As a native of New York City, I was unfamiliar with souplantation, and it wasn’t until today, when I learned of her graduation, that I learned of its origins. The first souplant opened in 1978 in San Diego and was founded by a surfer. The chain expanded in the mid-1980s after being taken over by two young entrepreneurs. It weathered an E. coli outbreak and bankruptcy filing, and grew to 97 locations and 4,400 employees at the time of its closure this week due to the coronavirus pandemic.

“Every few years someone has the same great idea of ​​a soup and salad restaurant chain, but it never turns out to be very exciting,” a Los Angeles Times writer remarked in 1988 after visiting the Pasadena branch.

Last year Los Angeles magazine called the chain “an institution for seniors, immigrants and hipsters” and its customers a “cult” – intended as praise.

The magazine called the food “aggressively mediocre”, but wondered: “Even if LA is becoming better known as one of the best eatery cities in the country, 70,000 residents from all walks of life still flock here every week to enjoy comfort food classics such as cornbread delight baked potatoes and chicken noodle soup. ”

To explain my attraction to souplant: I am the opposite of a foodie. I don’t like cooking – not even in a pandemic. Like many journalists, I tend to eat on the go; Food is food. I usually have lunch every weekday at a tiny Los Angeles Times coffee shop or the DirecTV company cafeteria across from our newsroom in El Segundo.

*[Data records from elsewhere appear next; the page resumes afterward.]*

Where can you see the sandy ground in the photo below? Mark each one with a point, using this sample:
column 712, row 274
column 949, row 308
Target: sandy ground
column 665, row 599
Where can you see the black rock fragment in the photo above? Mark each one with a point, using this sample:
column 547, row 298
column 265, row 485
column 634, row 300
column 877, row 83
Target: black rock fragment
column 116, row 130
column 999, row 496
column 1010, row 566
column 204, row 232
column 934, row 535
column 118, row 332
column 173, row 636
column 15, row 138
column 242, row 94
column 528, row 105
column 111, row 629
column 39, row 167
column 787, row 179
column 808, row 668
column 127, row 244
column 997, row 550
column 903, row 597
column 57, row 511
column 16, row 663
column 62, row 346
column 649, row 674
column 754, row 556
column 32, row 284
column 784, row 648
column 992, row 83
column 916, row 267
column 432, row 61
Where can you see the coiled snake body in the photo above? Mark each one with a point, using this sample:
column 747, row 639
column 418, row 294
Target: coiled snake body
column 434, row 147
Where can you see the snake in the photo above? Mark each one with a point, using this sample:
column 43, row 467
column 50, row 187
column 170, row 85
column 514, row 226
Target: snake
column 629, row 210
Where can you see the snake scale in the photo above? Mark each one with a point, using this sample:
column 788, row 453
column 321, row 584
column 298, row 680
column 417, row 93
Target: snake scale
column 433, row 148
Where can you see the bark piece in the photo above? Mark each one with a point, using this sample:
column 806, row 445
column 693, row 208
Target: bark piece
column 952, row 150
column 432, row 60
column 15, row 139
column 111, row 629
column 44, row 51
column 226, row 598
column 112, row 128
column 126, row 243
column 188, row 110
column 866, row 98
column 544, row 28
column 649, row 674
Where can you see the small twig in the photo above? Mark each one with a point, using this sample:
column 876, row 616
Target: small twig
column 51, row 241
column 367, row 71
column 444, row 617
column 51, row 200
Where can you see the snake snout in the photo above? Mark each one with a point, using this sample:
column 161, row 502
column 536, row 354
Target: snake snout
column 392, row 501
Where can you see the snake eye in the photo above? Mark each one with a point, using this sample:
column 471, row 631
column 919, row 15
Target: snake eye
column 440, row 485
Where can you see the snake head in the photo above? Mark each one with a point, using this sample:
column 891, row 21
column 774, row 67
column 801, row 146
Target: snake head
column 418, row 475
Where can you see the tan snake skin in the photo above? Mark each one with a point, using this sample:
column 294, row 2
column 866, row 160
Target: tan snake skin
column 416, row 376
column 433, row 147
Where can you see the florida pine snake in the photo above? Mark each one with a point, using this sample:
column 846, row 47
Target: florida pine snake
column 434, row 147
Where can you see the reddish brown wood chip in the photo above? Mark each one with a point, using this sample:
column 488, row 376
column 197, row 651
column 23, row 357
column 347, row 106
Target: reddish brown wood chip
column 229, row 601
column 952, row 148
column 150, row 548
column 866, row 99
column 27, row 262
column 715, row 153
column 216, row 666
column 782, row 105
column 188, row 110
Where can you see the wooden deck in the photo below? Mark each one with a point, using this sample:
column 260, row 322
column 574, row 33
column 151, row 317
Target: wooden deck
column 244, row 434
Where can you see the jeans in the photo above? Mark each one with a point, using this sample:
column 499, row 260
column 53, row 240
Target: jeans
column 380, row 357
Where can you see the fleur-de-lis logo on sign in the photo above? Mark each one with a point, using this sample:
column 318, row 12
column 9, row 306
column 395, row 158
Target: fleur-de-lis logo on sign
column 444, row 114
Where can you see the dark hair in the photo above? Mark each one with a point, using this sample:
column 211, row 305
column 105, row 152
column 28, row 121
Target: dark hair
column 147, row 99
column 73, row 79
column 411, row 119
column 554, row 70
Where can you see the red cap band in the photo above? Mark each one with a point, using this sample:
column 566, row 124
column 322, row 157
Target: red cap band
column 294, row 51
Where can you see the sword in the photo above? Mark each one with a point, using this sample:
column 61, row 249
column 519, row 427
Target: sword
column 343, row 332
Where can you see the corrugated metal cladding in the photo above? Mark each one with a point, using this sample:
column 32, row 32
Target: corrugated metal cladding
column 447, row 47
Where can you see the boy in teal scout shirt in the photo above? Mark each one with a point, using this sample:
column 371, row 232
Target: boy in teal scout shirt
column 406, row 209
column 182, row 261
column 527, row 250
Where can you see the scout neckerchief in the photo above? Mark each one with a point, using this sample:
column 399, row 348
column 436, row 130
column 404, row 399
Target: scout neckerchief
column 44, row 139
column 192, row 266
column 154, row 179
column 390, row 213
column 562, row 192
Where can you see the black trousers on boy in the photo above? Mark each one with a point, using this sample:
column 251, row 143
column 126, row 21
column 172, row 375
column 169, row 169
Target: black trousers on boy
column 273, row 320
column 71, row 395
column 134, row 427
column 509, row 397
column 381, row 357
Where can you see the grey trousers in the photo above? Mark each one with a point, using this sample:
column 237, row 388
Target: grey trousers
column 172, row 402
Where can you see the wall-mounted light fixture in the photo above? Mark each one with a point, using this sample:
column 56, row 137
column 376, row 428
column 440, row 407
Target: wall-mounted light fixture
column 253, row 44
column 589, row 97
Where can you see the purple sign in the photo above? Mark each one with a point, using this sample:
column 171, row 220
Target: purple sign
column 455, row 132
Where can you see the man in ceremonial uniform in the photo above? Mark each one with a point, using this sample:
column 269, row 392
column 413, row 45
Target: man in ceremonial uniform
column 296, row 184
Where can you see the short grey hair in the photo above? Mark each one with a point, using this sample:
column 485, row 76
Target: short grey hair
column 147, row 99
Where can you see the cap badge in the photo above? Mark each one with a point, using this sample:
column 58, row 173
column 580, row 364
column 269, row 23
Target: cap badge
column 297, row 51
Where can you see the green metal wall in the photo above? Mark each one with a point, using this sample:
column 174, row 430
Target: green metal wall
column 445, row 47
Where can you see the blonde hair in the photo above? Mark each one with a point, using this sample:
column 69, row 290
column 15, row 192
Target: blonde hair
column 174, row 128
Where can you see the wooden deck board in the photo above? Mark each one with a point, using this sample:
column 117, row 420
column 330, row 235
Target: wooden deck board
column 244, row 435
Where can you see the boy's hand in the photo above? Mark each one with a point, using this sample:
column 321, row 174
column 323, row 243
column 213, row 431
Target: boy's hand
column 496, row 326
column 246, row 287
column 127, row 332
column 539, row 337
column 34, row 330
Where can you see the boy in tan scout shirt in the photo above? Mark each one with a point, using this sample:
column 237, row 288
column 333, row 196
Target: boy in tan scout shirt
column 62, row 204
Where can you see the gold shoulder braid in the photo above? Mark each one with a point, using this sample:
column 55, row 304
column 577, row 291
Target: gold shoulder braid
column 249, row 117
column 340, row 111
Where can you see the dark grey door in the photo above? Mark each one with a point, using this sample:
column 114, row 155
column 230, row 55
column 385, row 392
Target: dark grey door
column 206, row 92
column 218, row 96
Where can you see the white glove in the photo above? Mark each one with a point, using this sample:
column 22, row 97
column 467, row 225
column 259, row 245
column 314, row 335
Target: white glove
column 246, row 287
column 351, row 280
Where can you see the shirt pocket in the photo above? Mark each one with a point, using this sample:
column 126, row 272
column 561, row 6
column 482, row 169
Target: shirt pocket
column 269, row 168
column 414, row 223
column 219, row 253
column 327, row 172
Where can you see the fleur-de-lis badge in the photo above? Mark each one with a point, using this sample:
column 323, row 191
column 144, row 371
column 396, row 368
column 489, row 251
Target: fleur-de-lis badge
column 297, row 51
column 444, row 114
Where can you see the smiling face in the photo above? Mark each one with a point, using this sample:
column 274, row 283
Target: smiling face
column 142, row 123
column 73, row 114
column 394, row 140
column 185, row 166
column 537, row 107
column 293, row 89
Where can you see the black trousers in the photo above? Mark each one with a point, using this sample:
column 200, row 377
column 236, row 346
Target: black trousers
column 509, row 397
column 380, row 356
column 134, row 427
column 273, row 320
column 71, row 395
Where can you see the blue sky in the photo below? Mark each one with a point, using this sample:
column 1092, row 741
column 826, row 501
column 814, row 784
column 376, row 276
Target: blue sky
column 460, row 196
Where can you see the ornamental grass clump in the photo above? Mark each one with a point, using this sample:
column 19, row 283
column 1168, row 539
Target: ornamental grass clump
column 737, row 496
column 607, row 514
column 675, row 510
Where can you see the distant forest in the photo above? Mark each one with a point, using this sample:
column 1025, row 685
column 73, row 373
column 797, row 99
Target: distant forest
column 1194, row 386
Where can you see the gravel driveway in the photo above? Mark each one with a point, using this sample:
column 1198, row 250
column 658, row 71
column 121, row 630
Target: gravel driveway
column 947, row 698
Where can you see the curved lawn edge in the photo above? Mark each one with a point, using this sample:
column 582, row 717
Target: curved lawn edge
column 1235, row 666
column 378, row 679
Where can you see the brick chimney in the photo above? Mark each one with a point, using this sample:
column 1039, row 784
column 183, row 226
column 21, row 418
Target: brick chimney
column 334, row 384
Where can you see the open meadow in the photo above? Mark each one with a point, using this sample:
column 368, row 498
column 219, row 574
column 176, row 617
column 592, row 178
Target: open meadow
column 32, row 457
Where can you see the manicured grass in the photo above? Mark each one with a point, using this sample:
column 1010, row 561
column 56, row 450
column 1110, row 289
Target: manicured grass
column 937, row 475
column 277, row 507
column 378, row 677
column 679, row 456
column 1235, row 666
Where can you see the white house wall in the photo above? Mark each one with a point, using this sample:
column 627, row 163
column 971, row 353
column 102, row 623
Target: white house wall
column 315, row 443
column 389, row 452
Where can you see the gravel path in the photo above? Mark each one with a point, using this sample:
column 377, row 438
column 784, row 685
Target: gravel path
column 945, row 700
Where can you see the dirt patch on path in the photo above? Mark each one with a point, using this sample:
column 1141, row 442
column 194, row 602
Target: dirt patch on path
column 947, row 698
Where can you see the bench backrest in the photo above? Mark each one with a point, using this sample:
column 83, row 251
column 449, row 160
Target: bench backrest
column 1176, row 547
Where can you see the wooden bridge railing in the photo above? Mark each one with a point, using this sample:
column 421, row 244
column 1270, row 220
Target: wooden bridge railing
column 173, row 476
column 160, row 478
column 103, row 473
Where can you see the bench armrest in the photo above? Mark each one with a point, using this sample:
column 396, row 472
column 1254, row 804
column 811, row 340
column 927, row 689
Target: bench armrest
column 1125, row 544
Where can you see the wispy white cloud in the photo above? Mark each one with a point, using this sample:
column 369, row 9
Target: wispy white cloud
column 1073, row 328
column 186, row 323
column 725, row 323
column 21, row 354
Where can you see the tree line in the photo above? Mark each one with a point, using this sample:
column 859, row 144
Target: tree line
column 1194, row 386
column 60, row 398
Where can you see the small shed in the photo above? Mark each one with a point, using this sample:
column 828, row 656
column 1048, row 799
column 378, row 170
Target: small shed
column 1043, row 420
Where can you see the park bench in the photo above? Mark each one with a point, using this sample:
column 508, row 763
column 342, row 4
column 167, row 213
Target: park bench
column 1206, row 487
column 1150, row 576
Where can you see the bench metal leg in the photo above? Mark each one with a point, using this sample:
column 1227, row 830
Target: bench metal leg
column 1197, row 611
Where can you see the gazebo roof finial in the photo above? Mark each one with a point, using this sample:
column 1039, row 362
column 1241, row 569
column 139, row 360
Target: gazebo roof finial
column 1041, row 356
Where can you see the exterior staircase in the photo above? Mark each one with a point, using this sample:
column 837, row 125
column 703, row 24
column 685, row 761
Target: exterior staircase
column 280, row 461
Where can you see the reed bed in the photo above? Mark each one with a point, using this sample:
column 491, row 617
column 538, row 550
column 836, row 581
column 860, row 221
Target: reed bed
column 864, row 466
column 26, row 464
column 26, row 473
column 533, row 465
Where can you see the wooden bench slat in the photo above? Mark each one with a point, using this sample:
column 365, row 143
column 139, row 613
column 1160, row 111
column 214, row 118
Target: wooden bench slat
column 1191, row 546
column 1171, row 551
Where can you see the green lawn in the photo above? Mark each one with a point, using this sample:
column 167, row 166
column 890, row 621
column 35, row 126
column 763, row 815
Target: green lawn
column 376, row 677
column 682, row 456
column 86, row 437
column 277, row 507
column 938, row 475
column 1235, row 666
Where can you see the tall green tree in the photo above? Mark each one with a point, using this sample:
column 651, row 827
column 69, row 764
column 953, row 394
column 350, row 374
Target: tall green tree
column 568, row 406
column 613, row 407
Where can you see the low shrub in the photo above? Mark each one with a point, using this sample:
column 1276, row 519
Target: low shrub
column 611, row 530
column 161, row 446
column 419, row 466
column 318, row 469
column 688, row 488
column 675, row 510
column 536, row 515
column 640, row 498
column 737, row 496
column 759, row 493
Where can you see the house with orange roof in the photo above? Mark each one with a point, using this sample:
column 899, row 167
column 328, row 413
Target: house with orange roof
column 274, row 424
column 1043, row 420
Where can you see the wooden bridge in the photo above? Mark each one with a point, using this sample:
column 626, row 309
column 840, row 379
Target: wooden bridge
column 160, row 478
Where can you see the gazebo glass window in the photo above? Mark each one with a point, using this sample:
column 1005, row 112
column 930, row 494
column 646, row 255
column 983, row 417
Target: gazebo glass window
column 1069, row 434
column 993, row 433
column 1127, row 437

But it wasn’t just the simple food and fresh ingredients. Like Souplantation, I was born during the Carter administration and came to consciousness during the Reagan years. For my working-class immigrant family in New York City, Queens, eating out meant a meal at a family-style restaurant, say Arthur Treacher’s, a red lobster or a sizzler.

Even now I flinch a little at these memories. These chain restaurants are hardly sophisticated, and neither are customers like my parents, who worked as taxi drivers and secretaries. In 1998, after graduating from college, my parents and I were the first in my family to go to Las Vegas – still the only time I have been there – to try the extensive buffets. (My mom played the slots; I’ve never played a dime.)

The souplant was less noticeable for its weakness in health – who knows if those calorie counts on their website were perfectly correct – than for its egalitarianism. The dining rooms really were a democratic space full of toddlers, teenagers, rushed parents, and the elderly – in short, all but the 20-30 year olds who normally determine taste in a late capitalist society.

There was no greeter or waiter at souplant (although other staff, from cashiers to cleaning staff, were extremely friendly).

They grabbed a plastic bowl and immediately stepped onto the lettuce line. Then came the soups and the soft drinks. If you were really starved, you could grab a baked potato or soft ice cream. You are likely to encounter a high chair as much as you will a wheelchair. I’ve eaten much more memorable meals in Los Angeles – Shiki Beverly Hills when Morihiro Onodera was still in charge of the kitchen, David Chang’s Majordomo, Walter and Margarita Manzke’s République – but none of them were so open and welcome.

The article in Los Angeles magazine mentions three times the embarrassment responsible for the strange popularity of souplantation.

Count me embarrassed too, but also deeply sad.

It feels strange to mourn the death of a chain restaurant with so much at stake. Hundreds of thousands of lives have been lost; the fabric of our society has been torn; and nothing – our democracy, our health, our jobs – feels safe.

As much as I missed going to the theater and visiting museums, what I most looked forward to was the reopening of seating restaurants, reminding me of my gratitude for the simplest pleasure.

The first place I wanted to eat was souplant.